Sleep disturbance is a well-known core feature of post-traumatic stress disorder (PTSD), and one of the most difficult symptoms to manage.
However, evidence is emerging that sleep disturbance is not only a result of PTSD, but may also be involved in causing it.
Now, the developers of a wearable sleep device, in collaboration with neurology researchers, have produced an analysis that suggests improving sleep quality could help reduce new cases of PTSD in service personnel deployed to combat zones.
The team, from Brain State Technologies in Scottsdale, AZ, and Wake Forest School of Medicine in Winston-Salem, NC, presented their ideas and analysis at the Military Health System Research Symposium (MHSRS), held August 15-18, in Kissimmee, FL.
Estimated the reductions in new cases of PTSD
For their analysis, the team used data from a 2013 study published in Sleep of military service members deployed to Iraq after 9/11.
That study had found predeployment insomnia symptoms in combat personnel "were significantly associated with higher odds of developing posttraumatic stress disorder, depression, and anxiety postdeployment."
The team combined estimates of the extent to which insomnia symptoms might raise risk for PTSD with estimates of how insomnia might be reduced by using Brain State's wearable sleep device, called BRAINtellect 2.
They applied the results to a scenario where large numbers of service personnel are sent to a combat zone and estimated the reductions in new cases of PTSD.
Could also help treat PTSD
- About 7 percent of U.S. civilians have PTSD in their lifetime
- Research on early years of conflicts in Afghanistan and Iraq suggests 11-20 percent of veterans developed PTSD
- PTSD is treatable - even though it is not clear why it occurs in some and not others.
The wearable sleep device could also help with the treatment of PTSD, say the developers, noting that sleep disturbance is also one of the hardest symptoms of PTSD to treat, with counseling and medication often being largely ineffective.
Dr. Sung Lee, Brain State's director of research, says, "the relationship between sleep problems and post-traumatic stress is highly intimate, probably even at the level of individual neurons."
He suggests sleep disturbance could be an important reason traumatized individuals experience problems using brain circuits that do not relate to the stress response.

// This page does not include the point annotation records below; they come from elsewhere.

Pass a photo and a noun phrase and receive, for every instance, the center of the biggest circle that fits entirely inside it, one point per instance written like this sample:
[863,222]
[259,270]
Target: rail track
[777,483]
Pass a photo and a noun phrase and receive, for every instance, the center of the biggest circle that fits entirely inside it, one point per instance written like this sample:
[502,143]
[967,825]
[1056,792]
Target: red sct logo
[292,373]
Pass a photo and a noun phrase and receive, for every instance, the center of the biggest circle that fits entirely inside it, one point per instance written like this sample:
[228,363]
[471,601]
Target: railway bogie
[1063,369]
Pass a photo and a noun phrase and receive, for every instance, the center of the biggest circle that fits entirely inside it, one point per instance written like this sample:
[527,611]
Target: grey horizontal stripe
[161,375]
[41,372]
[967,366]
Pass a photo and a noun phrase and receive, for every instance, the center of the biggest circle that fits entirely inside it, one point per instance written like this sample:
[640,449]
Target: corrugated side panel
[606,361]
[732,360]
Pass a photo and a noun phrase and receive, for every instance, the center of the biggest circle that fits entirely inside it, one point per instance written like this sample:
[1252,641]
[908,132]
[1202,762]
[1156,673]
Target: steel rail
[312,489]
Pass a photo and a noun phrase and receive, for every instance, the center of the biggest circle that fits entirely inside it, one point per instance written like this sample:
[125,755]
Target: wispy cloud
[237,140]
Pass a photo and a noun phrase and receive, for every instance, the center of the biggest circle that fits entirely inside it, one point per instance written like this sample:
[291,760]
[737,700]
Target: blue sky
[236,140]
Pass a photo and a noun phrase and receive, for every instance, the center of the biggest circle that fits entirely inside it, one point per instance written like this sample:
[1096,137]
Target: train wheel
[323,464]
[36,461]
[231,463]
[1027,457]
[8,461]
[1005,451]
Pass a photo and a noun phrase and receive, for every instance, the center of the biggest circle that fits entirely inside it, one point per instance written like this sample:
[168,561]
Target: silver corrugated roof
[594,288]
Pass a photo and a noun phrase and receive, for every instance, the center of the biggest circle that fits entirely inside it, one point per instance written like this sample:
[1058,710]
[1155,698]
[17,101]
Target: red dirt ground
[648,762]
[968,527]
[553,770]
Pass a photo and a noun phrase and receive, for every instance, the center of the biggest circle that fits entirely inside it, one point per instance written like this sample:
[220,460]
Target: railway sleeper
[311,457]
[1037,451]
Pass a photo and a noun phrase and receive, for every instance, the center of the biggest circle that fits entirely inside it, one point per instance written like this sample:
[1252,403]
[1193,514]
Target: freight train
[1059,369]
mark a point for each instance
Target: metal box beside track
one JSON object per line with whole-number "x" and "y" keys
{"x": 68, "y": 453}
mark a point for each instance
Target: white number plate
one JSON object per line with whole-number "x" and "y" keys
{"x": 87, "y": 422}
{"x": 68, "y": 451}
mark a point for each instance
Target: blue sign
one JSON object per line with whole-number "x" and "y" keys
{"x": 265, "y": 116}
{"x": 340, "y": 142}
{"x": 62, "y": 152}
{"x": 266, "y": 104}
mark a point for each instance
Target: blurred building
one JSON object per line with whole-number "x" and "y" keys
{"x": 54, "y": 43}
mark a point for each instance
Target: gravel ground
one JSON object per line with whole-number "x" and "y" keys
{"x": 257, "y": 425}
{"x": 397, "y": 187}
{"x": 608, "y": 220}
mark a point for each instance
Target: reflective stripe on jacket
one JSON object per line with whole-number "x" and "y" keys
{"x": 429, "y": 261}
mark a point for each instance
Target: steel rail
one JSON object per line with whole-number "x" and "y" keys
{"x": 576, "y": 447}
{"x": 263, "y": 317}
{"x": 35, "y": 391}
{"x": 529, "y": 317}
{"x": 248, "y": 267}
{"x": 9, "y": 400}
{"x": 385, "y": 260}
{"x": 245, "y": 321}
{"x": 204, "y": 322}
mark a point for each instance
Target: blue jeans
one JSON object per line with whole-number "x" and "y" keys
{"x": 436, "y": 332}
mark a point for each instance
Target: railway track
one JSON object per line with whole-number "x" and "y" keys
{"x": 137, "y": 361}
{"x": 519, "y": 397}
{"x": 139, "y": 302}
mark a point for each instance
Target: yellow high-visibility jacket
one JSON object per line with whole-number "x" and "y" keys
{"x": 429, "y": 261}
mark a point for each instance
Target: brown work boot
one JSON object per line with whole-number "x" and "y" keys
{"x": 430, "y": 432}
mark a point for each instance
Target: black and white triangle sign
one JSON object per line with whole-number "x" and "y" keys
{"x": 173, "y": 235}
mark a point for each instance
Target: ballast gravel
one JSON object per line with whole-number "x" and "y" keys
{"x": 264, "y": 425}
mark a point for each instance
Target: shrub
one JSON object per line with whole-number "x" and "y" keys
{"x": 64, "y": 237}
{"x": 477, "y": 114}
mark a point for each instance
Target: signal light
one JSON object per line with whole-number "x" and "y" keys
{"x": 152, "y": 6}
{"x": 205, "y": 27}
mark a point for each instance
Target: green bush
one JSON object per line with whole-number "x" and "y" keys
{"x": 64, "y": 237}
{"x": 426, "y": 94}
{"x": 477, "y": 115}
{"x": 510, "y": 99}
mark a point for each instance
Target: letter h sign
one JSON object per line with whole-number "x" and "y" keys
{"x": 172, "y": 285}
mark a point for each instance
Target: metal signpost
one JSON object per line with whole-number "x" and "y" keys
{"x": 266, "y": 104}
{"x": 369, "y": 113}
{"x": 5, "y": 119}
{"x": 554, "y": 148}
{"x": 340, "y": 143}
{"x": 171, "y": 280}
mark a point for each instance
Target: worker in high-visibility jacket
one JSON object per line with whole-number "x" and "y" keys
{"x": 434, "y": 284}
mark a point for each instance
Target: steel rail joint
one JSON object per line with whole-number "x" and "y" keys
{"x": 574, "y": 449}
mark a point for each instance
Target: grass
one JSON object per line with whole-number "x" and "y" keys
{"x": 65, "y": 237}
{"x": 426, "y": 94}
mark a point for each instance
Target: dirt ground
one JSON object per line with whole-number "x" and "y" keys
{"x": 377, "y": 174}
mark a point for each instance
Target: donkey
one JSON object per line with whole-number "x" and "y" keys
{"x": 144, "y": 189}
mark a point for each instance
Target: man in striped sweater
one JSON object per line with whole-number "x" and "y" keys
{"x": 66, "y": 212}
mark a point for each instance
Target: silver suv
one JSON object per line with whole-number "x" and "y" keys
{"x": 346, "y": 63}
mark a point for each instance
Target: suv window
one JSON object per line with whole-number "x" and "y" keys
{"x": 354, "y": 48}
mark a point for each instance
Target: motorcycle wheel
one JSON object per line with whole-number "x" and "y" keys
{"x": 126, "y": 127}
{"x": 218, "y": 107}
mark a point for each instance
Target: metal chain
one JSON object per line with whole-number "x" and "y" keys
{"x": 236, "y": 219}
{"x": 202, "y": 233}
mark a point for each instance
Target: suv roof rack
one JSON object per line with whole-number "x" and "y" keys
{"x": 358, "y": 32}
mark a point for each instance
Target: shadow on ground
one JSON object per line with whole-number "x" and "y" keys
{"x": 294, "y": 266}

The device comprises a u-shaped band embedded with sensors that is worn around the head during sleep.
The sensors pick up brainwaves and send them to a small unit that translates them into sounds of varying pitch and rhythm, which are then played back to the wearer through earbuds.
Brain State say this helps the brain to relax and reorganize itself.
"We think that focus on sleep quality could reduce PTSD not only in the military, but also in police, medical first-responders, and others who have high exposure to trauma."
Lee Gerdes, CEO of Brain State
Brain State developed the wearable device with help by an award from the U.S. Army Research Office.
Estimates suggest that up to half of Americans experience some level of insomnia in any given month.